Warum waren Flüchtlinge früher eher willkommen, als heute?

vom 13.09.2015, 12:51 Uhr

In den 90er Jahren kamen viele vietnamesische Asylsuchende in die Bundesrepublik und vielen wurde das Asyl auch gewährt. Zwar wurden 2000 auch sehr viele wieder nach Vietnam zurückgeschickt, aber grundsätzlich waren die Deutschen offen und haben geholfen. So waren sehr viele Menschen dazu bereit, Geld zu spenden und sich ehrenamtlich zu engagieren. Ausschreitungen und Übergriffe auf Asylheime waren selten bis gar nicht vorhanden. Und in den 50er-70er Jahren war man Flüchtlingen gegenüber auch wohlgesinnt.

Warum aber hat sich das seitdem so geändert? Die Spendenbereitschaft der Menschen ist gesunken und grundsätzlich gibt es sehr viel mehr Proteste gegen die Asylsuchenden. Dabei hat sich doch eigentlich nichts geändert, Deutschland ist nach wie vor auf sie angewiesen.

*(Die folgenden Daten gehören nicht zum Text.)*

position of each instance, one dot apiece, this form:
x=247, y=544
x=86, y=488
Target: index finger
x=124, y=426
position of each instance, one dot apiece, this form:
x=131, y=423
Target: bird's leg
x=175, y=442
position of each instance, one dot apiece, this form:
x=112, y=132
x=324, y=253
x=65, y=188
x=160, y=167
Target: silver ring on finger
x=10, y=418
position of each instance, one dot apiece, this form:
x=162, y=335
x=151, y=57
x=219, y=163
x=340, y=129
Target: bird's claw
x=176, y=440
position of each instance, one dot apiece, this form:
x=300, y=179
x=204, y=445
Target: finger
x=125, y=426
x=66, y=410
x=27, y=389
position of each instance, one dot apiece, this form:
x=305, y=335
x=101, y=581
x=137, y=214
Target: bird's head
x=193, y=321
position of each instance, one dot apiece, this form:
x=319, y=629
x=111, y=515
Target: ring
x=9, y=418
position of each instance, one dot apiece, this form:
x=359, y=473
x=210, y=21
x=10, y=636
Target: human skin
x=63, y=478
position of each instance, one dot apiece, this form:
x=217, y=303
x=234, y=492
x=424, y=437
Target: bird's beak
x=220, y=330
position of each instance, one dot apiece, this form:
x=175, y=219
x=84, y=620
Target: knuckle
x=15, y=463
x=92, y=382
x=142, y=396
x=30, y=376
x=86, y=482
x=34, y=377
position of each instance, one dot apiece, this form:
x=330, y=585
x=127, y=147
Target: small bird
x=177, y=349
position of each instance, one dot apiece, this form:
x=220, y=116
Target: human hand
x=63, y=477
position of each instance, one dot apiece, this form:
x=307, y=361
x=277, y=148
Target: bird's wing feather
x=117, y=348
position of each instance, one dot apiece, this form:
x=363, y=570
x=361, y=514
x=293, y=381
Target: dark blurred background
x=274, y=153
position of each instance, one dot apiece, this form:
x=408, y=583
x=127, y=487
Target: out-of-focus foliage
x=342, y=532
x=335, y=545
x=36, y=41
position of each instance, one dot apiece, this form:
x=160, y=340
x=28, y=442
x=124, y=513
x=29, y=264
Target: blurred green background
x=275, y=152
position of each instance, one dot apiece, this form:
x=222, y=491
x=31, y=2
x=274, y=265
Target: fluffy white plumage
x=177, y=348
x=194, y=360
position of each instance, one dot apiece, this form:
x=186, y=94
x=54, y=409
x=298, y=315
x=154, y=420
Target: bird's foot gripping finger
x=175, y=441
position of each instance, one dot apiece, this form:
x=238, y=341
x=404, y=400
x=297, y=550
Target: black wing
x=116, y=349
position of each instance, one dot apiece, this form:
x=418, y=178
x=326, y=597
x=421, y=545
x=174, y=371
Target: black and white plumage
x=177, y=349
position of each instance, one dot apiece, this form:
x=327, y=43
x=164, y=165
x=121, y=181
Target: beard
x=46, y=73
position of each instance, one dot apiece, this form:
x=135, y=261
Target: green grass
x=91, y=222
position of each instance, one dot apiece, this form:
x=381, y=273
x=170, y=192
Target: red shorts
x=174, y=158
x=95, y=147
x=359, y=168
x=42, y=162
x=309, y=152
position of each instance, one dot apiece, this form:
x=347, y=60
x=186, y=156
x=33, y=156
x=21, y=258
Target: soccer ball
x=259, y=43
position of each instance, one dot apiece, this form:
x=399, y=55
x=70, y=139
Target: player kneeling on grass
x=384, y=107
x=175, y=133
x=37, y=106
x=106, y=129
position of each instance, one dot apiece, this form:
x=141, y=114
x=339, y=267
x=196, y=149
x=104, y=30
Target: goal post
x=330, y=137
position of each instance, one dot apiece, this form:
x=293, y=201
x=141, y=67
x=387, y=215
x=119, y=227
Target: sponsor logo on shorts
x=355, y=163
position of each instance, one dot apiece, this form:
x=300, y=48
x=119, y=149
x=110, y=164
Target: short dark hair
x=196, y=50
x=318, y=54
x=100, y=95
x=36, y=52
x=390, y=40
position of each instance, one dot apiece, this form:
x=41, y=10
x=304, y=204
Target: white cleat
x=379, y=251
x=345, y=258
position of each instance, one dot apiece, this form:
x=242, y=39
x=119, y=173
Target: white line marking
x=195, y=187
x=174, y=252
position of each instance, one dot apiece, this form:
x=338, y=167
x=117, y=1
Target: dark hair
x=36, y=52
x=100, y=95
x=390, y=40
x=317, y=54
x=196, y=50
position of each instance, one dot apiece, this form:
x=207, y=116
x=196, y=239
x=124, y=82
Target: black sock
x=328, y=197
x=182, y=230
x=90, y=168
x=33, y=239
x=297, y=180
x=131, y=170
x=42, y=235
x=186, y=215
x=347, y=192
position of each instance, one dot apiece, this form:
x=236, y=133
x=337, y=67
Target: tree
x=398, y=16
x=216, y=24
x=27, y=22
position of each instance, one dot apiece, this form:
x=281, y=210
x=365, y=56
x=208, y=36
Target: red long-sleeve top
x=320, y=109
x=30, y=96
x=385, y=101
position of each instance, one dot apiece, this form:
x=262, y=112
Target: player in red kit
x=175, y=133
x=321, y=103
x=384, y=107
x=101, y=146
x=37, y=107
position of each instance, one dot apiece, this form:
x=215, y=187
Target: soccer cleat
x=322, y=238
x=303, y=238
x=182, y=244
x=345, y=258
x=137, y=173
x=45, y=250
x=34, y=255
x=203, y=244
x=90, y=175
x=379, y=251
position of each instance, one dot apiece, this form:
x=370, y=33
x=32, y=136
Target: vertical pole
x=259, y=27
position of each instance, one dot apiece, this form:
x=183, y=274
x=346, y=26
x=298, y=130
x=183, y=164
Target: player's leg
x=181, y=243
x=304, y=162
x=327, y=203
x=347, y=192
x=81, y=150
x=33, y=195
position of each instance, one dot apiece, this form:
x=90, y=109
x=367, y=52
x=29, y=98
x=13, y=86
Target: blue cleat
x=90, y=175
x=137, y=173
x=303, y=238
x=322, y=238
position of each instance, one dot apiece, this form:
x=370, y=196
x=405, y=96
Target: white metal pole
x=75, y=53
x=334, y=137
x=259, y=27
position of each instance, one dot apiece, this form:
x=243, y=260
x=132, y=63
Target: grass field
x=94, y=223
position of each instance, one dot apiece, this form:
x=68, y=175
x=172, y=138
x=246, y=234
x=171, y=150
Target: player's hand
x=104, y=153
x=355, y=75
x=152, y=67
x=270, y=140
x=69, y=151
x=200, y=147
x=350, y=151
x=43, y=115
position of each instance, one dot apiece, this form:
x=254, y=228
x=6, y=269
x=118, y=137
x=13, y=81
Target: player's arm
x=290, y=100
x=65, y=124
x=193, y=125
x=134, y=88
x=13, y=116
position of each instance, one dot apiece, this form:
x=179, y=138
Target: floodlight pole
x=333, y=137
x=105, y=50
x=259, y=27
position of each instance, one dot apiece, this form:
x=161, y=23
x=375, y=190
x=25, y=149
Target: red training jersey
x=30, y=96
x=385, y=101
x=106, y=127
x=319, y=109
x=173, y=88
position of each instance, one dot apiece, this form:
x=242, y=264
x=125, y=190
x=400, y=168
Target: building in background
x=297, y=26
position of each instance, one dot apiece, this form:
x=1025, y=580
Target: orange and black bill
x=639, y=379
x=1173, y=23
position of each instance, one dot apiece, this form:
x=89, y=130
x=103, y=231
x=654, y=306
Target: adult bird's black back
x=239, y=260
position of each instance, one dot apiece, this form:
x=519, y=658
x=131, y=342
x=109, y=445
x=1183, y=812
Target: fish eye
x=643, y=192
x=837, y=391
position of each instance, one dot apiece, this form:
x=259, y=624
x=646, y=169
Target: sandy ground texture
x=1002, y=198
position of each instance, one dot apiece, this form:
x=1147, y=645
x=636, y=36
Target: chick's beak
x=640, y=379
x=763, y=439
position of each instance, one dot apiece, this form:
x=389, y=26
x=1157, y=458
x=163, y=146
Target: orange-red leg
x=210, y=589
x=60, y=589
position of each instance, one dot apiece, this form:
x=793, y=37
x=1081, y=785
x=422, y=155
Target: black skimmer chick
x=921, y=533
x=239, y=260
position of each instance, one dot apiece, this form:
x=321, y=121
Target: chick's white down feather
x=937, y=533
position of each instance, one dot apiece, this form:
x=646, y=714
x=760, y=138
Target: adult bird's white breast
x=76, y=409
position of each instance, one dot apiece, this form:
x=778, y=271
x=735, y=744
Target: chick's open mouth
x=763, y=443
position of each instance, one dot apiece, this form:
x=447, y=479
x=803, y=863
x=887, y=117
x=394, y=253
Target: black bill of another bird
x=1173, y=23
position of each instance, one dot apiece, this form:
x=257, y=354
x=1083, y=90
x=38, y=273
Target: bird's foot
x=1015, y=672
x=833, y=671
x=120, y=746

Was hat sich seitdem in den Köpfen der Menschen verändert, warum sind Deutsche Flüchtlingen gegenüber auf einmal feindlicher gesinnt, als dies früher der Fall war?

» Crispin » Beiträge: 14916 » Talkpoints: -0,43 » Auszeichnung für 14000 Beiträge



Europa geht es aktuell nicht so gut und viele Menschen verlieren ihren Job, dazu wird in den Medien immer von leeren Staatskassen gesprochen und die EU ist allgemein ein wenig angeschlagen.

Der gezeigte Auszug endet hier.